At acute phase, we observed enriched KEGG pathways including oxidative phosphorylation compared to sham control. At subacute phase, there was cytokine–cytokine receptor interaction, chemokine signaling pathway, and antigen processing and presentation compared to sham control. Compared to acute phase, enriched KEGG pathways such as antigen processing and presentation, mitogen-activated protein kinase (MAPK) signaling pathway, and cytokine–cytokine receptor interaction were altered in subacute phase. Each upregulated and downregulated genes was counted and summarized in Fig. 1C to E.

Validation of Transcriptome Data Using qRT-PCR and Western Blot

To validate the altered gene expression (fold change ≥ |1.5|), we performed qRT-PCR and Western blot at different phases.

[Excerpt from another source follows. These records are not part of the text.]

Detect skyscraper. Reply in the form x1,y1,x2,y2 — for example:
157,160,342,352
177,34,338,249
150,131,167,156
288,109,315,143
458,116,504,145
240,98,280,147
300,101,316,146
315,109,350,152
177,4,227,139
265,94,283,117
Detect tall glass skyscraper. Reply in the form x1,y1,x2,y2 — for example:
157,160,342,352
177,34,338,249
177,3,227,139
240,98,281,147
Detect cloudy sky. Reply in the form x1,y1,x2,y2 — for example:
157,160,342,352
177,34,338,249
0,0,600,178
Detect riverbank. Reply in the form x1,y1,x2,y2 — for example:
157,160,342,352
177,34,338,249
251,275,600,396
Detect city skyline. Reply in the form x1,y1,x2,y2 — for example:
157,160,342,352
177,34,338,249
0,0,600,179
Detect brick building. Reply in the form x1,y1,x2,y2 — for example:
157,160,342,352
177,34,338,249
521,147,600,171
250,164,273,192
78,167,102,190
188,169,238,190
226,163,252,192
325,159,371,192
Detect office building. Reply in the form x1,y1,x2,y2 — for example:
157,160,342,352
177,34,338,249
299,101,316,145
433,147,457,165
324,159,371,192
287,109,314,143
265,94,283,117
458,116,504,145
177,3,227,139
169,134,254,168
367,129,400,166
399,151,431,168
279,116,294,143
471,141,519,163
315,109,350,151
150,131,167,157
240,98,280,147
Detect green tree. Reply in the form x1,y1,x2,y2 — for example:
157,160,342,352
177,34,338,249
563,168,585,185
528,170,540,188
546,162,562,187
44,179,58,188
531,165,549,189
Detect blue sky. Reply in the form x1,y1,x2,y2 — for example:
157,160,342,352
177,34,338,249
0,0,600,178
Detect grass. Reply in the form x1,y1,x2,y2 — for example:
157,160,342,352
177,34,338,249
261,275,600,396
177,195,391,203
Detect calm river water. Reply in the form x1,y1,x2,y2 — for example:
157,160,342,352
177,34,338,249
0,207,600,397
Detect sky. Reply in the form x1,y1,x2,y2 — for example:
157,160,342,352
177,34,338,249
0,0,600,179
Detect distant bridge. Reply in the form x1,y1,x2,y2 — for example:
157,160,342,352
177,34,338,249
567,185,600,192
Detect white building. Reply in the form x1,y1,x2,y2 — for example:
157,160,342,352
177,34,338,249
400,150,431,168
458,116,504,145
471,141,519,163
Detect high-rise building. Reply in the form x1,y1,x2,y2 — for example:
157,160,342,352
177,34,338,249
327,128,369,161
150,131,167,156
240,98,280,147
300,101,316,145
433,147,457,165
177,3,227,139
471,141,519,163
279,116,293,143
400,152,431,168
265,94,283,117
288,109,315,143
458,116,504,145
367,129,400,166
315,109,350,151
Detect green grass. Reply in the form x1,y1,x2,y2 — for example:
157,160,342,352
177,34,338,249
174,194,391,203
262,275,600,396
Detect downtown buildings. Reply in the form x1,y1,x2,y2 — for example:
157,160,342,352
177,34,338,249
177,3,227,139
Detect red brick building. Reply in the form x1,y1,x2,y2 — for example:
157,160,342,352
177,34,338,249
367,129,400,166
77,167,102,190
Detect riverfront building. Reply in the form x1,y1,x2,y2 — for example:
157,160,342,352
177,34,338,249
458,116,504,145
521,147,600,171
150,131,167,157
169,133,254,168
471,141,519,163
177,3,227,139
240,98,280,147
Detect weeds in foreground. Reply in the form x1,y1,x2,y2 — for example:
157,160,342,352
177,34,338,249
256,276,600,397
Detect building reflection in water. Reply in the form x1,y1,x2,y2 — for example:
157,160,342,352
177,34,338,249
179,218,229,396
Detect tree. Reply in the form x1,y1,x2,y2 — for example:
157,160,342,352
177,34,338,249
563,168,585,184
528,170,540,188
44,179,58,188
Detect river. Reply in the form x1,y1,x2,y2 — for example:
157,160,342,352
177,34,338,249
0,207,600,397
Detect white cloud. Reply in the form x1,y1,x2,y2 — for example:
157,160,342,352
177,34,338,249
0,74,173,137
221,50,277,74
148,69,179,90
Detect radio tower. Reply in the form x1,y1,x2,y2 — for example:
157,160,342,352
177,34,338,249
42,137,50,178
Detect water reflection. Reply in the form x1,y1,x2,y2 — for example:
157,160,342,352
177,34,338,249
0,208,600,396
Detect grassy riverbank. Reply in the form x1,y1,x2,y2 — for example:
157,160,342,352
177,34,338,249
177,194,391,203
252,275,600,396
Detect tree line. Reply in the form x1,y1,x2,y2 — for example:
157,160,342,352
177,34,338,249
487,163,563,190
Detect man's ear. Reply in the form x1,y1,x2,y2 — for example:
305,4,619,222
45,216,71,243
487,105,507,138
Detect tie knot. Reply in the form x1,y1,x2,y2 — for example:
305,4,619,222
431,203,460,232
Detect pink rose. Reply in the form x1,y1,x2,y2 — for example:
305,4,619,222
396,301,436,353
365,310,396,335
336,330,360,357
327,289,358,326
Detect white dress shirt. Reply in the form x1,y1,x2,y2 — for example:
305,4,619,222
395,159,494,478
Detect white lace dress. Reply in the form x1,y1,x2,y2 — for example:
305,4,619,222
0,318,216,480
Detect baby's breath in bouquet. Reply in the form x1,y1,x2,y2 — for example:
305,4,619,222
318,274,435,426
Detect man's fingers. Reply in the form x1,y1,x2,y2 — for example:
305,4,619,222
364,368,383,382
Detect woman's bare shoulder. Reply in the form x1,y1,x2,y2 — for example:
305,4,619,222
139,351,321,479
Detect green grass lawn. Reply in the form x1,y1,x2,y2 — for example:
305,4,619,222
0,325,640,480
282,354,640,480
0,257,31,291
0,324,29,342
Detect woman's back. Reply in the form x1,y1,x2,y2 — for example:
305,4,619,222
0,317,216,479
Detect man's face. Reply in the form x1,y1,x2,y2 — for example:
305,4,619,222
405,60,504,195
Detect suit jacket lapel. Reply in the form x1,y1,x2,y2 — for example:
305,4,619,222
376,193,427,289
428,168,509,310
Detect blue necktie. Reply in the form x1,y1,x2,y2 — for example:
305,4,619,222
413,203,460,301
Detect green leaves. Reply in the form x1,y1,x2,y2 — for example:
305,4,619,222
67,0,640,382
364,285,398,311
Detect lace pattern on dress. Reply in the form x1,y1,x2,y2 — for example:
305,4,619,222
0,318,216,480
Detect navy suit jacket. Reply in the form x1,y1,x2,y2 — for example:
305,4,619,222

To support the reliability and accuracy of the RNA-seq expression results, we first performed qRT-PCR, and Western blot was conducted for further validation. Each validated DEGs involved in enriched KEGG pathways was summarized in Table 3.

Table 3.

Validated DEGs Involved in Enriched KEGG Pathways at Different Phases.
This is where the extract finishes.